Reciting al-Sajdah and al-Insān in Fajr on Friday


The hadith

«كَانَ النَّبِيُّ ﷺ يَقْرَأُ فِي صَلاةِ الفَجْرِ يَوْمَ الجُمُعَةِ: الم تَنزيل السَّجْدَةِ، وَهَلْ أَتَى عَلَى الإِنسَانِ حِينٌ مِنَ الدَّهْرِ».

The Prophet ﷺ used to recite in the Fajr prayer on Friday: Alif Lām Mīm Tanzīl (al-Sajdah 32) and Hal Atā ʿalā al-Insān (al-Insān 76). (Bukhari 891, Muslim 880)

Svenska: Profeten ﷺ brukade recitera i Fajr på fredagen: al-Sajdah och al-Insān. (Bukhari 891, Muslim 880)

Bukhari 891; Muslim 880

The story

The Prophet ﷺ never abandoned this practice on Friday Fajr. The Companions noticed and preserved it. The two surahs became identified with the Friday morning.

Why it's here

Two specific surahs the Prophet ﷺ chose for Friday's Fajr. Al-Sajdah names the believers who leave their beds to call upon their Lord; al-Insān describes the abrar (the righteous) and what they receive. Together, the two surahs frame Friday's beginning: be of those who leave beds (al-Sajdah) and end as the abrar (al-Insān).

Try it today

If you lead Fajr on Friday (in masjid or at home), recite these two surahs (al-Sajdah in the first rakaʿah, al-Insān in the second). If praying behind an imam who does not, recite mentally during qiyām. Memorize them if not yet.

In your day

The Friday Fajr is a Sunnah-rich prayer.
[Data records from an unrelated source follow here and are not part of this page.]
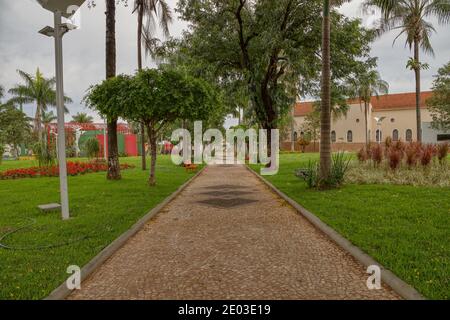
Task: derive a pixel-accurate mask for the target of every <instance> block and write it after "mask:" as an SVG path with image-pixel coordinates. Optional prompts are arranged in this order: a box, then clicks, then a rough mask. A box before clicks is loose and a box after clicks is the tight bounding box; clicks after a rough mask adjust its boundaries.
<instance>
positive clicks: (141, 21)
mask: <svg viewBox="0 0 450 320" xmlns="http://www.w3.org/2000/svg"><path fill="white" fill-rule="evenodd" d="M135 12H137V15H138V17H137V18H138V29H137V54H138V70H139V71H140V70H142V46H144V48H145V52H146V53H147V54H148V53H149V52H153V50H154V45H155V43H156V41H157V39H156V38H154V37H153V34H154V26H155V24H156V21H157V20H158V21H159V25H160V26H161V28H162V30H163V33H164V35H165V36H168V35H169V23H171V22H172V12H171V10H170V8H169V6H168V4H167V2H166V1H165V0H135V1H134V9H133V13H135ZM144 18H145V19H146V22H145V25H144ZM141 148H142V170H146V160H145V126H144V125H143V124H141Z"/></svg>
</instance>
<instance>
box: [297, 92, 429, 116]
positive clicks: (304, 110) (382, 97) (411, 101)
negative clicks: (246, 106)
mask: <svg viewBox="0 0 450 320" xmlns="http://www.w3.org/2000/svg"><path fill="white" fill-rule="evenodd" d="M432 94H433V93H432V92H431V91H424V92H422V95H421V107H422V108H426V107H427V106H426V100H427V99H429V98H430V97H431V96H432ZM371 102H372V107H373V109H374V111H381V110H408V109H415V107H416V93H415V92H411V93H397V94H388V95H384V96H380V97H379V98H377V97H372V101H371ZM348 103H349V104H359V100H357V99H352V100H348ZM313 104H314V102H312V101H310V102H297V103H296V104H295V112H294V114H295V116H296V117H304V116H306V115H308V114H309V113H311V112H312V110H313Z"/></svg>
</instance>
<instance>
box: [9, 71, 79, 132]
mask: <svg viewBox="0 0 450 320" xmlns="http://www.w3.org/2000/svg"><path fill="white" fill-rule="evenodd" d="M17 72H18V73H19V75H20V77H21V78H22V80H23V81H24V82H25V83H24V84H20V85H16V86H15V87H14V88H12V89H10V90H9V91H8V92H9V93H10V94H11V95H12V96H13V97H12V98H11V99H10V100H9V101H10V102H11V103H17V104H20V105H22V104H25V103H32V102H36V114H35V117H34V130H35V133H36V134H37V136H38V139H41V138H42V137H41V135H42V113H43V112H44V111H47V109H48V107H49V106H52V107H55V106H56V91H55V89H54V87H55V78H51V79H47V78H45V77H44V76H43V74H42V73H41V71H40V70H39V68H38V69H37V70H36V74H35V75H34V76H32V75H31V74H29V73H26V72H25V71H22V70H17ZM64 102H66V103H71V102H72V100H71V99H70V98H69V97H67V96H65V97H64ZM65 112H68V110H67V108H65Z"/></svg>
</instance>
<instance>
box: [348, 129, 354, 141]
mask: <svg viewBox="0 0 450 320" xmlns="http://www.w3.org/2000/svg"><path fill="white" fill-rule="evenodd" d="M347 142H353V132H352V131H351V130H348V131H347Z"/></svg>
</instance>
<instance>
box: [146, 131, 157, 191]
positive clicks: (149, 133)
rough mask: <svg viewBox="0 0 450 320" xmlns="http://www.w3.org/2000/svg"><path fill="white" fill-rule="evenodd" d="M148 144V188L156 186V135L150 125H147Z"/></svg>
mask: <svg viewBox="0 0 450 320" xmlns="http://www.w3.org/2000/svg"><path fill="white" fill-rule="evenodd" d="M147 131H148V142H149V144H150V177H149V178H148V184H149V186H154V185H156V177H155V171H156V133H155V132H154V129H153V127H152V126H151V125H147Z"/></svg>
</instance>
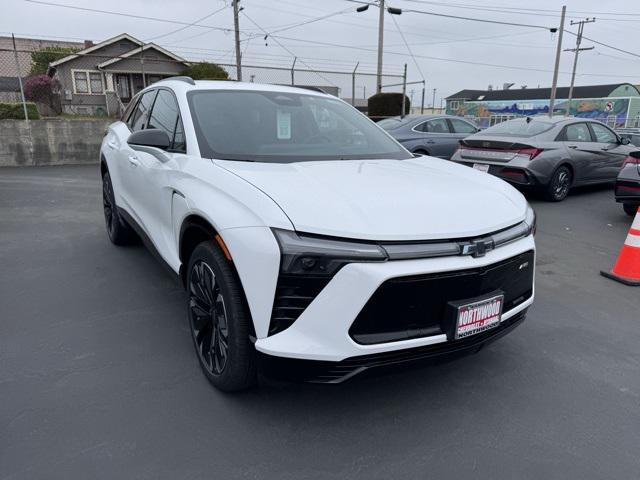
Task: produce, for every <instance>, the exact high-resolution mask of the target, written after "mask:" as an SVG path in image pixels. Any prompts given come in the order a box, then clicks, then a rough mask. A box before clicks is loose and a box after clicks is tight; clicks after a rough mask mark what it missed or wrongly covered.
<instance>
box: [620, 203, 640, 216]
mask: <svg viewBox="0 0 640 480" xmlns="http://www.w3.org/2000/svg"><path fill="white" fill-rule="evenodd" d="M622 208H623V210H624V213H626V214H627V215H629V216H631V217H634V216H635V215H636V212H637V211H638V205H634V204H631V203H623V204H622Z"/></svg>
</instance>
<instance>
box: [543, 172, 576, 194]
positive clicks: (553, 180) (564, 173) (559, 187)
mask: <svg viewBox="0 0 640 480" xmlns="http://www.w3.org/2000/svg"><path fill="white" fill-rule="evenodd" d="M572 181H573V176H572V174H571V170H569V168H568V167H566V166H564V165H563V166H561V167H560V168H558V169H557V170H556V171H555V172H554V173H553V176H552V177H551V181H550V182H549V185H547V191H546V197H547V200H550V201H552V202H561V201H562V200H564V199H565V198H567V195H569V190H570V189H571V183H572Z"/></svg>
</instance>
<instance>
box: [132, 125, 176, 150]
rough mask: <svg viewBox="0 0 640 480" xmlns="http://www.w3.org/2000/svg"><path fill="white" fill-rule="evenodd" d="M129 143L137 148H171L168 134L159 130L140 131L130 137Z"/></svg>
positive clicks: (150, 129) (157, 128)
mask: <svg viewBox="0 0 640 480" xmlns="http://www.w3.org/2000/svg"><path fill="white" fill-rule="evenodd" d="M127 143H128V144H129V145H131V147H133V148H134V149H135V147H154V148H159V149H160V150H168V149H169V147H170V146H171V139H170V138H169V135H167V132H165V131H164V130H160V129H158V128H149V129H147V130H140V131H138V132H133V133H132V134H131V135H129V138H128V139H127Z"/></svg>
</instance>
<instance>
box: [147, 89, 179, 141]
mask: <svg viewBox="0 0 640 480" xmlns="http://www.w3.org/2000/svg"><path fill="white" fill-rule="evenodd" d="M178 125H180V128H178ZM148 128H157V129H158V130H163V131H164V132H166V133H167V135H168V136H169V139H170V140H171V147H170V149H171V150H174V151H175V150H178V151H184V131H183V129H182V122H181V121H180V111H179V109H178V103H177V102H176V99H175V98H174V97H173V94H172V93H171V92H169V91H168V90H159V91H158V95H157V97H156V101H155V102H154V103H153V110H152V111H151V115H150V116H149V127H148ZM176 137H177V138H176Z"/></svg>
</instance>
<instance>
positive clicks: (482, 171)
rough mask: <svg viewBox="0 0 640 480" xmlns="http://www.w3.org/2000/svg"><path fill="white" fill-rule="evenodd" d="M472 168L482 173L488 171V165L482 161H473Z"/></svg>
mask: <svg viewBox="0 0 640 480" xmlns="http://www.w3.org/2000/svg"><path fill="white" fill-rule="evenodd" d="M473 168H475V169H476V170H480V171H481V172H484V173H487V172H488V171H489V165H485V164H484V163H474V164H473Z"/></svg>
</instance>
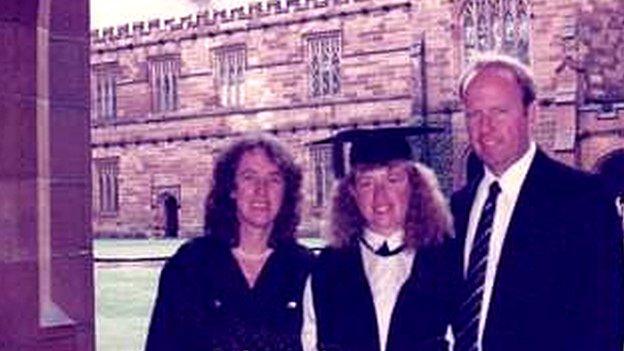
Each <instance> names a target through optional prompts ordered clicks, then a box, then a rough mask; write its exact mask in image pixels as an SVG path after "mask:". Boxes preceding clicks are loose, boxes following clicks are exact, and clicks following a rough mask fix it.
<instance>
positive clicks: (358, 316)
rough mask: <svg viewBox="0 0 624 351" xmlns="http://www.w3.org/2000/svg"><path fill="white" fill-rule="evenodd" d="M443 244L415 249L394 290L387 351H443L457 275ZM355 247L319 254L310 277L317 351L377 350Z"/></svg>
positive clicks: (446, 348) (358, 258)
mask: <svg viewBox="0 0 624 351" xmlns="http://www.w3.org/2000/svg"><path fill="white" fill-rule="evenodd" d="M451 245H456V244H455V243H454V241H453V240H452V239H449V241H448V242H446V243H445V244H444V245H442V246H439V247H427V248H422V249H420V250H418V252H417V253H416V256H415V258H414V262H413V266H412V270H411V273H410V276H409V278H408V279H407V281H406V282H405V283H404V284H403V286H402V287H401V289H400V291H399V295H398V297H397V301H396V303H395V305H394V310H393V313H392V317H391V322H390V330H389V335H388V341H387V345H386V350H387V351H446V350H448V344H447V342H446V340H445V334H446V331H447V326H448V325H449V324H450V321H451V318H452V311H453V310H454V308H455V306H454V303H455V302H456V296H455V293H456V291H457V289H456V286H457V284H458V283H459V279H460V272H459V270H458V267H457V266H456V265H454V264H453V263H454V262H453V260H452V257H451V256H449V255H450V253H452V252H453V250H451V249H450V248H451ZM360 250H361V249H360V247H359V245H358V244H357V243H353V244H351V245H349V246H347V247H344V248H327V249H325V250H324V251H323V252H322V253H321V255H320V257H319V259H318V261H317V263H316V264H315V268H314V272H313V274H312V292H313V299H314V308H315V311H316V322H317V332H318V336H317V337H318V340H317V342H318V348H319V350H320V351H379V350H380V345H379V339H378V327H377V321H376V317H375V308H374V302H373V296H372V295H371V290H370V286H369V284H368V281H367V278H366V275H365V272H364V268H363V266H362V256H361V251H360Z"/></svg>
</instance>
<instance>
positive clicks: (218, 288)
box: [145, 237, 312, 351]
mask: <svg viewBox="0 0 624 351" xmlns="http://www.w3.org/2000/svg"><path fill="white" fill-rule="evenodd" d="M311 259H312V256H311V254H310V253H308V251H307V250H306V249H304V248H302V247H300V246H298V245H295V244H292V245H283V246H279V247H277V248H275V251H274V252H273V253H272V254H271V256H270V257H269V258H268V260H267V262H266V263H265V266H264V267H263V270H262V271H261V273H260V275H259V276H258V279H257V281H256V284H255V286H254V288H253V289H249V287H248V285H247V281H246V280H245V277H244V276H243V273H242V271H241V270H240V268H239V266H238V263H237V262H236V260H235V258H234V257H233V256H232V254H231V251H230V247H229V246H227V245H224V244H223V243H221V242H219V241H218V240H216V239H214V238H211V237H201V238H196V239H193V240H191V241H190V242H188V243H186V244H184V245H183V246H182V247H181V248H180V249H179V251H178V252H177V253H176V254H175V255H174V256H173V257H172V258H171V259H170V260H169V261H168V262H167V263H166V264H165V266H164V268H163V270H162V273H161V277H160V284H159V289H158V296H157V299H156V305H155V307H154V312H153V315H152V321H151V325H150V328H149V335H148V338H147V343H146V348H145V349H146V351H174V350H175V351H209V350H210V351H212V350H215V351H216V350H224V351H226V350H228V351H230V350H231V351H241V350H257V351H263V350H266V351H268V350H271V351H278V350H279V351H282V350H283V351H286V350H288V351H290V350H293V351H296V350H300V349H301V342H300V330H301V324H302V309H301V303H302V297H303V288H304V284H305V280H306V278H307V275H308V273H309V269H310V267H311Z"/></svg>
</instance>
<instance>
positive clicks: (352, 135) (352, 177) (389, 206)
mask: <svg viewBox="0 0 624 351" xmlns="http://www.w3.org/2000/svg"><path fill="white" fill-rule="evenodd" d="M420 132H426V131H425V130H422V129H414V128H408V129H401V128H389V129H381V130H359V131H348V132H342V133H343V134H338V136H337V137H336V139H337V140H339V141H340V140H341V139H342V141H345V140H346V141H350V142H351V149H350V158H349V163H350V166H351V170H350V171H349V172H348V173H347V174H346V176H345V177H344V178H343V179H342V180H340V183H339V184H338V188H337V191H336V194H335V197H334V204H333V205H334V206H333V209H332V217H331V233H330V234H331V236H332V245H331V246H330V247H329V248H327V249H326V250H324V251H323V252H322V253H321V255H320V257H319V259H318V262H317V265H316V266H315V269H314V270H313V273H312V276H311V279H310V280H309V281H308V283H307V285H306V291H305V294H304V327H303V329H302V341H303V345H304V350H306V351H314V350H319V351H329V350H332V351H403V350H405V351H408V350H409V351H442V350H448V343H447V341H446V339H445V335H446V332H447V329H448V325H449V323H450V321H451V316H452V312H453V310H454V306H453V303H454V301H456V299H455V297H454V295H453V294H454V292H455V289H454V284H455V283H456V282H457V281H458V280H459V271H458V270H457V269H456V268H455V267H454V265H453V261H452V260H451V256H449V252H451V251H449V250H447V249H446V247H445V245H448V244H450V243H451V239H450V235H451V234H452V218H451V215H450V210H449V207H448V204H447V201H446V199H445V198H444V196H443V195H442V193H441V191H440V190H439V187H438V184H437V180H436V178H435V175H434V174H433V172H432V171H431V170H429V169H428V168H426V167H425V166H424V165H422V164H420V163H417V162H414V161H412V152H411V149H410V146H409V144H408V143H407V141H406V140H405V136H406V135H409V134H415V133H420ZM345 133H346V134H347V135H345ZM335 148H336V146H335ZM340 148H342V145H340V144H339V145H338V152H336V150H334V155H339V154H340ZM338 158H340V157H338ZM337 168H338V172H337V173H340V165H338V167H337Z"/></svg>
Many imams have lost this practice; the believer who knows it can request it of imams or follow it personally.

A reflection to carry

Two surahs for one prayer, the Prophet's ﷺ Friday morning signature.

Read the longer reflection

Al-Sajdah ends with verses describing the believers whose sides forsake their beds. Al-Insān describes the rewards of the abrar. Reading both at Friday Fajr aligns the believer's morning with the two ends of the journey: the wake-up resistance, the eternal reward. May our Friday Fajrs carry both surahs and both meanings.